C'est la question que pose Jean-Pierre Locci dans "Mémoires d'Industries vauclusiennes". Sans vouloir raviver la guerre du pastis, ce sont bien des Avignonnais d'adoption, Jules François Pernod et son fils Jules Félix qui après l'interdiction de l'absinthe, en 1915, élaborent une nouvelle boisson à base d'anis. Jules Félix dépose la marque "Anis Pernod" dès la fin de la guerre.
Edgar Degas rend compte dans ce tableau de la très mauvaise image qu'avait l'absinthe
Ce n'est qu'en 1932 que Paul Ricard lance le "vrai Pastis de Marseille". Il serait vain aujourd'hui que les marques Pernod et Ricard ont fusionné de relancer la guerre pour savoir qui est à l'origine de la recette de cet apéritif qui fait la gloire de la ville.
Mais c'est encore plus compliqué car il y eut aussi une rivalité sur le nom de Pernod, entre l'usine de Montfavet et celle de Pontarlier. On peut parler d'un vrai "pastis" (2).

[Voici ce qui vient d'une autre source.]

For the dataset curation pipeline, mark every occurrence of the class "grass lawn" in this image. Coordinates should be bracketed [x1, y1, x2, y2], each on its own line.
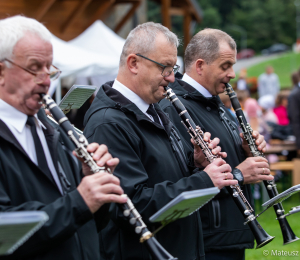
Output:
[246, 194, 300, 260]
[246, 52, 300, 89]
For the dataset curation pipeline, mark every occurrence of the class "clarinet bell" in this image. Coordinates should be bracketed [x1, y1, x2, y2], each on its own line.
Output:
[248, 219, 275, 249]
[278, 218, 300, 245]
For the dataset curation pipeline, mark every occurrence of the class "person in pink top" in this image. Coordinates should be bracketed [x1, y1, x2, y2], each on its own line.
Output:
[273, 92, 289, 125]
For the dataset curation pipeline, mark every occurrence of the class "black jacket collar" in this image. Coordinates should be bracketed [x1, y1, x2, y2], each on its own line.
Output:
[0, 109, 60, 187]
[170, 75, 223, 109]
[84, 81, 174, 135]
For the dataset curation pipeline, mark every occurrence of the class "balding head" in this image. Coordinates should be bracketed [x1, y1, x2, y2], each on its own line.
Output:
[184, 28, 236, 72]
[119, 22, 179, 68]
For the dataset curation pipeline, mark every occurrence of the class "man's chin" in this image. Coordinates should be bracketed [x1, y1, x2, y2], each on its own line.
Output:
[25, 102, 43, 116]
[217, 84, 226, 94]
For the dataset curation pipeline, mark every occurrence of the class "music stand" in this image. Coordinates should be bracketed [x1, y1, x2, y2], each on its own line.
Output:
[0, 211, 49, 255]
[149, 187, 219, 234]
[58, 85, 99, 114]
[262, 184, 300, 218]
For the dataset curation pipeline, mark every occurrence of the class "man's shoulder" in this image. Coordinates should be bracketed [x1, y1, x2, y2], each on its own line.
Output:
[86, 106, 132, 127]
[84, 105, 143, 140]
[289, 87, 300, 99]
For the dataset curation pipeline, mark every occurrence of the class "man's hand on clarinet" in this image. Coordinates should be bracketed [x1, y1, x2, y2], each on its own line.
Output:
[236, 157, 273, 184]
[193, 132, 227, 168]
[203, 159, 237, 189]
[73, 143, 119, 175]
[240, 130, 267, 157]
[77, 171, 127, 213]
[75, 142, 127, 213]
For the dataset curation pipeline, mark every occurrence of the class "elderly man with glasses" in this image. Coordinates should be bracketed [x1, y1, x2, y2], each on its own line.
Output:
[0, 15, 127, 260]
[84, 22, 237, 260]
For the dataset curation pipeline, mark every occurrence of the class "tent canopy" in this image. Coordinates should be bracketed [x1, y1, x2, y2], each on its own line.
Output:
[52, 34, 119, 78]
[69, 20, 125, 60]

A l'origine, non pas l'absinthe, mais l'industrie textile. Gaspard Pernod est originaire de l'Ain et s'est installé au début du XIXème siècle à Avignon en tant que teinturier en soies et indiennes. Son fils, Jules-François a suivi une formation de chimiste dans les industries lyonnaises et est revenu travailler à Avignon dans l'entreprise de garance Amic. Par son mariage, il a pu reprendre l'affaire. En 1870, il la transforme en fabrique d'absinthe, lorsque la garance est concurrencée par l'alizarine artificielle. Devant le succès remporté par cette nouvelle activité, il transfère l'usine à Montfavet. (3)
L'absinthe est une boisson élaborée à partir d'une plante vivace annuelle : Artemisia absinthium, la plante d'Artémis, variété d'armoise, qui pousse sur les sols pauvres.

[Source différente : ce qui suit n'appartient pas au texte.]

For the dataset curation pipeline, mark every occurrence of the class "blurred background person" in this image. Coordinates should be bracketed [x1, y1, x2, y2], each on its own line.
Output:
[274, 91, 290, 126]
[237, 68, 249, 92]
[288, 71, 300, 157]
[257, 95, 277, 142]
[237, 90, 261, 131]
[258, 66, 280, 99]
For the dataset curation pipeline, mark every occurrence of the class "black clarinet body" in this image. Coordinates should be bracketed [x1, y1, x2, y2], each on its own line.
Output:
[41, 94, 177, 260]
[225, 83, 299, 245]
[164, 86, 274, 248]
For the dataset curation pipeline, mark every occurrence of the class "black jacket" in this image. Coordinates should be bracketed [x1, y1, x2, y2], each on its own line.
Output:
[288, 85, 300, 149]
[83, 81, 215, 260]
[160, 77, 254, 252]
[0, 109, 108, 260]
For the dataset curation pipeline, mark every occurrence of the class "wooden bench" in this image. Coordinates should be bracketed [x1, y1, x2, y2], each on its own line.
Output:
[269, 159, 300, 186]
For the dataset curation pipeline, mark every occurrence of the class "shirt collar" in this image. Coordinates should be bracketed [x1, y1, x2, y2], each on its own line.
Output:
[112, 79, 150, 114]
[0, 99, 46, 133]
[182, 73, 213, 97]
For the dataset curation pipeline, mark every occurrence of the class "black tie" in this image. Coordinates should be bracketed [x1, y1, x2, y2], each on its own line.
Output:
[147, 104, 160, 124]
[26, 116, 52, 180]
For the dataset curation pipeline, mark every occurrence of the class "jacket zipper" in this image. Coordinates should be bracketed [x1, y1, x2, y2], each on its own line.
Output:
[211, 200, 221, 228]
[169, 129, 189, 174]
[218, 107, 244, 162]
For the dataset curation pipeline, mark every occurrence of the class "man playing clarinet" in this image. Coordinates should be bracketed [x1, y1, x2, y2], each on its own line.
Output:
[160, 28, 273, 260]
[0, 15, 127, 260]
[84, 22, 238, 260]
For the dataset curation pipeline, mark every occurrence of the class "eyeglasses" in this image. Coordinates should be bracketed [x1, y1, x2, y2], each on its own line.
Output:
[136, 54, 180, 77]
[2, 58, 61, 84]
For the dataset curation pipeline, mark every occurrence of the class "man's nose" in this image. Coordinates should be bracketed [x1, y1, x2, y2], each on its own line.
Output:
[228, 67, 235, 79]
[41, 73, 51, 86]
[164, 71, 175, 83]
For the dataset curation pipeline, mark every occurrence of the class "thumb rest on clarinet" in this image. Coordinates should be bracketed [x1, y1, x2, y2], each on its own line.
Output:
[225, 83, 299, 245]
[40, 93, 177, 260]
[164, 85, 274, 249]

La boisson, très en vogue entre 1870 et 1900, est de couleur verte, d'où son nom de "fée verte". Elle nécessite tout un rituel qui contribue sans doute à son succès : l'eau est filtrée à travers un sucre posé sur une cuiller :
L'absinthe fait la fortune de l'usine Pernod de Montfavet. Mais devant les ravages que cette boisson provoque elle finit par être interdite le 16 mars 1915. Jules-François Pernod et son fils créent une nouvelle boisson anisée au goût proche de celui de l'absinthe dont le succès est immédiat. Elle est entrée en concurrence avec la marque « Anis Pernod fils » déposée par les successeurs Pernod de Pontarlier en 1926 . La concurrence aboutira là aussi à une fusion en 1928 pour créer les établissements Pernod qui seront transférés en 1929 dans la région parisienne, malheureusement pour le Vaucluse.
L'anis Pernod prend le nom de Pastis 51 en 1954 et la rivalité avec le Pastis Ricard, jusqu'à la fusion des sociétés en 1974 sous le nom Pernod Ricard, chaque marque gardant son identité. La boisson "pastis" est aujourd'hui commercialisée par de nombreuses distilleries, avec même des "pastis à l'ancienne".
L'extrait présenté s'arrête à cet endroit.